Promising a steady transition through the new era of tighter defense budgets, Martin Marietta President Norman R. Augustine took the helm yesterday as chief executive of the Bethesda-based aerospace giant.

In a move that has been expected for more than a year, Martin Marietta's board elected Augustine, 52, a former undersecretary of the Army, to succeed Thomas G. Pownall as CEO. Pownall, 65, will remain as chairman indefinitely.

At the same time, the board named executive vice president Caleb B. Hurtt, 56, as the company's new president and chief operating officer.

The changes place Augustine at the helm of one of the country's largest defense firms at a time when military budgets are being squeezed and many industry analysts are predicting leaner times for major contractors. They also come just two days after Martin Marietta suffered one of the most serious blows to its prestige in years, losing out to rival Boeing Aerospace in the competition to build the living quarters and laboratory for NASA's space station.

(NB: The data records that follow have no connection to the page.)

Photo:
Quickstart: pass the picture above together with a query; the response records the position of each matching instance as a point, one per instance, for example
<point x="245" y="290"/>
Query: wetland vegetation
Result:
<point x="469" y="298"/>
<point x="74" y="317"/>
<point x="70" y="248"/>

The loss of that contract will leave Martin Marietta, which has long prided itself on being a key player in the nation's manned space program, without any major role in the space station project.

In a brief interview yesterday, Augustine acknowledged that the space station loss was "certainly ... a major disappointment," adding that "in terms of manned space, inevitably, we'll be doing less than we would have."

But he emphasized that Martin Marietta's space operations still have work -- the production of Titan missiles for the Air Force and the external fuel tanks for NASA's shuttle, for example. It will also continue to bid on important new space contracts, he added.

Augustine said he believes the firm is particularly well situated to cope with tighter Pentagon budgets because its programs are well diversified, particularly in the conventional warfare area. He cited, for example, the Army's selection of Martin Marietta to build its ADATS air missile defense system, in conjunction with a Swiss firm, to replace the canceled Sgt. York gun.

"Clearly, I'm taking over a time when the industry is entering a challenging period," said Augustine. But he added, "We believe all the key programs we're involved in are ones that are fairly critical to the defense of the country. There are none that are in grave jeopardy."